Yesterday, Senate Transportation Committee Chair Curtis King unveiled his own transportation proposal to compete with the bill that’s currently being tossed around in the House. The House bill, HB 1954, would allow King County to raise a 1.5% MVET– 60% for Metro, 40% for roads– but only by voter approval. The gripe of many on this blog is that the provisions for transit are welded to a massively disproportional allocation to new roads, which has put many transit advocates in a quandary.
Any silver lining that exists in the House bill is vanquished by the Senate proposal, which contains no state money for transit, pedestrians, or cyclists. And instead of allowing the more sustainable and progressive MVET to fund local transit, Sen. King is proposing to raise the sales tax ceiling from 0.9% to 1.2%. In a perfect world, the 0.3% increase is probably enough to plug Metro’s budget hole of $60 million/year. That perfect world, however, would have to be immune to recessions and have no poor people in it.

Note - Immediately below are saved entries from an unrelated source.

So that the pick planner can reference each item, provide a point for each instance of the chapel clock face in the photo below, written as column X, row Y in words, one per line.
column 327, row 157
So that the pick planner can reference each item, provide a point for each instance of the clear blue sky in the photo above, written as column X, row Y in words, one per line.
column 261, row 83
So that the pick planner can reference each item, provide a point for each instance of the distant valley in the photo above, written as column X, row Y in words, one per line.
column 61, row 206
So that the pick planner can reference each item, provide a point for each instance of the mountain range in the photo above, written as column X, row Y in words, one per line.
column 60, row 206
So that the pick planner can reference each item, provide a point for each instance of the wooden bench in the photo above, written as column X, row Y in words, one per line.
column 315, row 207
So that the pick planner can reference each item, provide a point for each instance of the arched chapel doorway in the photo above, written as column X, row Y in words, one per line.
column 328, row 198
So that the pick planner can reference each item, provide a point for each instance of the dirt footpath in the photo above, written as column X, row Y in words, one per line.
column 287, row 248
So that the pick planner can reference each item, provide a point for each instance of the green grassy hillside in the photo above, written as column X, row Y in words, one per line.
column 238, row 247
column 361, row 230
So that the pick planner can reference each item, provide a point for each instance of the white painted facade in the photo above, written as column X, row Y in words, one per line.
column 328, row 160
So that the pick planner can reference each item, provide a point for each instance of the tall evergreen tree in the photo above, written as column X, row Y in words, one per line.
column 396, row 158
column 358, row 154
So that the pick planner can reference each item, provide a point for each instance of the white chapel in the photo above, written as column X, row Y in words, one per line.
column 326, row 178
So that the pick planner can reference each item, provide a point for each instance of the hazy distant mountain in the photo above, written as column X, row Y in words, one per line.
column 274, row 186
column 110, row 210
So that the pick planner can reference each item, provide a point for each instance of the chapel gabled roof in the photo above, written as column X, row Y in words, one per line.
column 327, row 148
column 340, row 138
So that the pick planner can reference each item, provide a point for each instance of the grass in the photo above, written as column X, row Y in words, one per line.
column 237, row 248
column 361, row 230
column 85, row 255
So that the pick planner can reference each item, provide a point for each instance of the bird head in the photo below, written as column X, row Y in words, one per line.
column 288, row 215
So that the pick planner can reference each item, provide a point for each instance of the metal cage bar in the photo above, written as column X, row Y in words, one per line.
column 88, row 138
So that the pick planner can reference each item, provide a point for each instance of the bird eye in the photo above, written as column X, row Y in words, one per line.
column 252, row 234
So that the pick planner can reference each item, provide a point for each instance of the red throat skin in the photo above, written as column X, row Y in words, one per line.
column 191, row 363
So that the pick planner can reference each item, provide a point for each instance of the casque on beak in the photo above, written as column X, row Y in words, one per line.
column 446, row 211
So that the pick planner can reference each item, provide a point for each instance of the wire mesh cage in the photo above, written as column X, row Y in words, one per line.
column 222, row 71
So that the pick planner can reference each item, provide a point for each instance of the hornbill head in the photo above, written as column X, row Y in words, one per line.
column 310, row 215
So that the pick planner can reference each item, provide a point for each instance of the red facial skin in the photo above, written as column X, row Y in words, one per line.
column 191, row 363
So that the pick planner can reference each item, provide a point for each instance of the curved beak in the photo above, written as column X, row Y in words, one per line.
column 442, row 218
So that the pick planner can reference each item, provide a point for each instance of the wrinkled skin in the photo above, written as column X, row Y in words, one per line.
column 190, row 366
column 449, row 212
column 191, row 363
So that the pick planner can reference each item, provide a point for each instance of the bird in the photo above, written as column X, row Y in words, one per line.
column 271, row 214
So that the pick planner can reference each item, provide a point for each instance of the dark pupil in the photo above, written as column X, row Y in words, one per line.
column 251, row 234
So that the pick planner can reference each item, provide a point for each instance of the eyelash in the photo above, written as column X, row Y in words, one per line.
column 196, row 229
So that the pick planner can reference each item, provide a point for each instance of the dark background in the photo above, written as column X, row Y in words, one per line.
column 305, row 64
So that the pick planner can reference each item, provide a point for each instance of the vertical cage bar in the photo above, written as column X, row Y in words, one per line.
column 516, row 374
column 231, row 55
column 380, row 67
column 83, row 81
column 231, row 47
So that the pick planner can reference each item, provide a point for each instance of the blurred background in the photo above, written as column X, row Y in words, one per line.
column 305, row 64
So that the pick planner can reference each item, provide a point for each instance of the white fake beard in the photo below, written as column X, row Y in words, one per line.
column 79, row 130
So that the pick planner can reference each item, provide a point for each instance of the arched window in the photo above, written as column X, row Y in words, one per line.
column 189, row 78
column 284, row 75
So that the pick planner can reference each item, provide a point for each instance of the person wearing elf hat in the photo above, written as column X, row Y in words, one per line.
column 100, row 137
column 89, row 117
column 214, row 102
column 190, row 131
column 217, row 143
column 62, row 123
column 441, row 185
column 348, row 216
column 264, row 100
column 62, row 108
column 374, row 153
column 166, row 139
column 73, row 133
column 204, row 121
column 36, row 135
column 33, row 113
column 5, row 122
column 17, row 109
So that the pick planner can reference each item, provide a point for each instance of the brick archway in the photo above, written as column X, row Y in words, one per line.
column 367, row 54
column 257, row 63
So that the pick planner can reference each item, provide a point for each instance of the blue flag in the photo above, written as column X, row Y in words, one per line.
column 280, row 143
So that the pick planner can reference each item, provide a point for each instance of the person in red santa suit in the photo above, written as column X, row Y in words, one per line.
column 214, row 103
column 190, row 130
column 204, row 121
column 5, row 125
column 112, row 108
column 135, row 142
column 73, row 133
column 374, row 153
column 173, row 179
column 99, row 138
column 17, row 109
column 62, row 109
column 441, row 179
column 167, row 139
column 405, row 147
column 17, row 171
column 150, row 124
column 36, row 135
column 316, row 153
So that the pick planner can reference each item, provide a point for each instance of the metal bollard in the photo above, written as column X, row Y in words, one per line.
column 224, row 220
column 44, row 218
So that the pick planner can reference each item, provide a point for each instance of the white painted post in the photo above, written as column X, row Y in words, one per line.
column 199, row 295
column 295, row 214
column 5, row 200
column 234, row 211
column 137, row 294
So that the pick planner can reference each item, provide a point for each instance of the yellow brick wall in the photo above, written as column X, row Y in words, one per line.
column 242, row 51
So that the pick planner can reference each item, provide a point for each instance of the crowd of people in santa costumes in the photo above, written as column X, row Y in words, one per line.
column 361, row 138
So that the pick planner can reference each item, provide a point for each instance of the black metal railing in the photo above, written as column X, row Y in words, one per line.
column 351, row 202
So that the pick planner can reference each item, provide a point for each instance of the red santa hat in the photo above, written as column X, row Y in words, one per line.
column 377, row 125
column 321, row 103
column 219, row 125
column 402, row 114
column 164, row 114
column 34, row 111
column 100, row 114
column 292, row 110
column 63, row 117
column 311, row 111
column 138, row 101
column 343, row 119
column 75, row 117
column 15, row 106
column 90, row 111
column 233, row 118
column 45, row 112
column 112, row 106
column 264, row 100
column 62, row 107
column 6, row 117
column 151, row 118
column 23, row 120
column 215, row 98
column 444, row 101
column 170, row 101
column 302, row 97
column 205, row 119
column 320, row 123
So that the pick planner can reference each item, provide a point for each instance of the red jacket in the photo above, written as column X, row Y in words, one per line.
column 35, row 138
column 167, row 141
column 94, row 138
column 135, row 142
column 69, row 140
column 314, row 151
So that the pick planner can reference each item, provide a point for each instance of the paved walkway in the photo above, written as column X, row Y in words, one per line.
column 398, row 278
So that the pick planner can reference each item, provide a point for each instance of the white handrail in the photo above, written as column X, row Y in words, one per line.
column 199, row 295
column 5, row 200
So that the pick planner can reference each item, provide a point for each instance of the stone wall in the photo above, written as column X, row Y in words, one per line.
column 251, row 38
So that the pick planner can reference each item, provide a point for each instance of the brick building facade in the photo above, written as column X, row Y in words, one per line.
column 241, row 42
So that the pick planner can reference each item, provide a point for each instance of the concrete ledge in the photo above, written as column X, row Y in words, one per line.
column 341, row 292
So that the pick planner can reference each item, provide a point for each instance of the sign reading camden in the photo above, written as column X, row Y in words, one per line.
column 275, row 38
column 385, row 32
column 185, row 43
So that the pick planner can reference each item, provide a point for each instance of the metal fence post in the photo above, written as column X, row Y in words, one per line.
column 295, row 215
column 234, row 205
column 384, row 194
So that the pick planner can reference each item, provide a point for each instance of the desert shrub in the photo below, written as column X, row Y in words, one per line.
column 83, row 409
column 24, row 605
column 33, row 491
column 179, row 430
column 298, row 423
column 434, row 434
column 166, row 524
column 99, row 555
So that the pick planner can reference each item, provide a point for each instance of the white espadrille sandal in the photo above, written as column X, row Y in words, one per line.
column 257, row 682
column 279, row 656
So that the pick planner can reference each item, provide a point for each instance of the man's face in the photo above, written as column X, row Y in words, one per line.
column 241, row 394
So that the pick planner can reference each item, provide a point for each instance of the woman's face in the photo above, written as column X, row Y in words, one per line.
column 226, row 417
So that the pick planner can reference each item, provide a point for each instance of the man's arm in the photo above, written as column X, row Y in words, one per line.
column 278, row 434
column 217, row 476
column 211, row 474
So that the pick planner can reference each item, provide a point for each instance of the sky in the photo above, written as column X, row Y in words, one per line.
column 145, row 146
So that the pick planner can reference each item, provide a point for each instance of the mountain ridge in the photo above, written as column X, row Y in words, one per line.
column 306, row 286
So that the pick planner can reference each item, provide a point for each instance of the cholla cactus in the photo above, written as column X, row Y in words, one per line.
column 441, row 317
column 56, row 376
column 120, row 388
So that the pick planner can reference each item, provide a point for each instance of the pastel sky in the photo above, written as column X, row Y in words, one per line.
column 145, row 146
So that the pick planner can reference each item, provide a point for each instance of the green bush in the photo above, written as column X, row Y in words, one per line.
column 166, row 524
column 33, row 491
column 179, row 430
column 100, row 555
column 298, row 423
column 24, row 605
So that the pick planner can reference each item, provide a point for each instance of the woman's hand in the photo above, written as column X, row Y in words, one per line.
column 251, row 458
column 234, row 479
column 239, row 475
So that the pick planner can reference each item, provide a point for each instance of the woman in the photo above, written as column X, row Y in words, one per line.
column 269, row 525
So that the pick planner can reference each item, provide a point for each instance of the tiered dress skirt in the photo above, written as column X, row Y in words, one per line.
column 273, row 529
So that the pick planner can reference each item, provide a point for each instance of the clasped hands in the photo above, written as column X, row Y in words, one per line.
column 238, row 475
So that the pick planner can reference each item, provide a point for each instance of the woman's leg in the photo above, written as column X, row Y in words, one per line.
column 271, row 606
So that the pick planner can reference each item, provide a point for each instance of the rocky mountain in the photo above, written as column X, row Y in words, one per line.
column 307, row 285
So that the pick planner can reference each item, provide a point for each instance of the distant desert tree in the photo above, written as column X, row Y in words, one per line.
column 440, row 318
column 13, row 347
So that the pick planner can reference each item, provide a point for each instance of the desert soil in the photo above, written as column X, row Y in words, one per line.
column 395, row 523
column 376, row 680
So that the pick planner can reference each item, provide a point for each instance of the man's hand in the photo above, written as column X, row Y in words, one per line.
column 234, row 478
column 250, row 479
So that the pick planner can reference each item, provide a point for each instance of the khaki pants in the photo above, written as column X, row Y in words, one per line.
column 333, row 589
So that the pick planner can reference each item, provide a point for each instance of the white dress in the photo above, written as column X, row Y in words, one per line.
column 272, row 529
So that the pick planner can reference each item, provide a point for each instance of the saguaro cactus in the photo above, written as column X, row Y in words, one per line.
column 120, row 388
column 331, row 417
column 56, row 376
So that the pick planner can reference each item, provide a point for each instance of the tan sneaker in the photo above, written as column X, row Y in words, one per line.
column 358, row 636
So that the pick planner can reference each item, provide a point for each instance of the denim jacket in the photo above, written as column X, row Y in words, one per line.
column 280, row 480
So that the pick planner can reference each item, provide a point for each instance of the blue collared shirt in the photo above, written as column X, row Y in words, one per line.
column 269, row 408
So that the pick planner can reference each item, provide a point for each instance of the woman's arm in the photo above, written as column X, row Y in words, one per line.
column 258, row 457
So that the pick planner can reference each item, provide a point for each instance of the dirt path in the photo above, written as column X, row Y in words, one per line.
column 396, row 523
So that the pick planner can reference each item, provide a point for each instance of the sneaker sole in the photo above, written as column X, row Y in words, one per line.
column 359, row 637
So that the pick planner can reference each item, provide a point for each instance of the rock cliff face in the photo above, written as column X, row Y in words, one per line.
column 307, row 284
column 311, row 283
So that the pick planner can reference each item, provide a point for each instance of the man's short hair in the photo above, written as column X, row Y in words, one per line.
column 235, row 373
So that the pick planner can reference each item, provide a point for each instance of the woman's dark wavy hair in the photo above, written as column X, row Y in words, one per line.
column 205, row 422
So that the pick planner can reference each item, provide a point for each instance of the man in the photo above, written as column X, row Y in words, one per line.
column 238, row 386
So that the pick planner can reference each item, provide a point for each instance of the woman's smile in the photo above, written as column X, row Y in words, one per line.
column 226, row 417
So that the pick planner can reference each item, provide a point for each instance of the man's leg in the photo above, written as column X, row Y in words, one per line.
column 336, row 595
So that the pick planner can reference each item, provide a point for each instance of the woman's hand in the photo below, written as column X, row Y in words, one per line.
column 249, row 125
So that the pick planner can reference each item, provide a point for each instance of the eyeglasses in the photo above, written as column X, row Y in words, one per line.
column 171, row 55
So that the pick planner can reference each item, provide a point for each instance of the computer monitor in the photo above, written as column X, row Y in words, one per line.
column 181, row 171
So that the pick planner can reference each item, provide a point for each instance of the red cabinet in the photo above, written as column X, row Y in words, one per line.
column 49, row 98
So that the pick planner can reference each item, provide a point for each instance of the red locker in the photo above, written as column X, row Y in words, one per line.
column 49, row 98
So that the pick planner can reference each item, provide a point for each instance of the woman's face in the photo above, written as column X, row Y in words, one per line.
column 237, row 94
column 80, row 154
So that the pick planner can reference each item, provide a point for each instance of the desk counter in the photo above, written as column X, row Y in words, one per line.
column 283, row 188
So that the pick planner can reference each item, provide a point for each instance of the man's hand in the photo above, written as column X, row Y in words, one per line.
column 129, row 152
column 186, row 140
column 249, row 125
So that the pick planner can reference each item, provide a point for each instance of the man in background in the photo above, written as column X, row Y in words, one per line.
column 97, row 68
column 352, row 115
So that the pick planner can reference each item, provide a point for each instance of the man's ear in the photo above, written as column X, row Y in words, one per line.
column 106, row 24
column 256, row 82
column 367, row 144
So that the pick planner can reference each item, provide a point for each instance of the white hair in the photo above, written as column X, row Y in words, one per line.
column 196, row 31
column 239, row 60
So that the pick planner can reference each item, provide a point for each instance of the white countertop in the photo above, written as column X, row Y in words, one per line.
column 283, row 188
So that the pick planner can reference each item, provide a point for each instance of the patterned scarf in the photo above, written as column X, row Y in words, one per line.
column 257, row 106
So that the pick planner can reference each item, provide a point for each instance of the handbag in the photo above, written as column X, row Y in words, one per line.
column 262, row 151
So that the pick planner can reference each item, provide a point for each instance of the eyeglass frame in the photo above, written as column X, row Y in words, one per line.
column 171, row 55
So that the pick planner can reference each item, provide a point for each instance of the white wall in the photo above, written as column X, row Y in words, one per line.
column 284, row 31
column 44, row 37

The reality, of course, is that shifting primarily to sales tax for revenue is partly the reason why we got into this mess in the first place. Social justice advocates should also cringe at the proposal, which effectively increases the tax burden on the poor. As the Senate transportation package is coming from a staunch transit opponent, I see little reason for transit advocates to take this proposal seriously.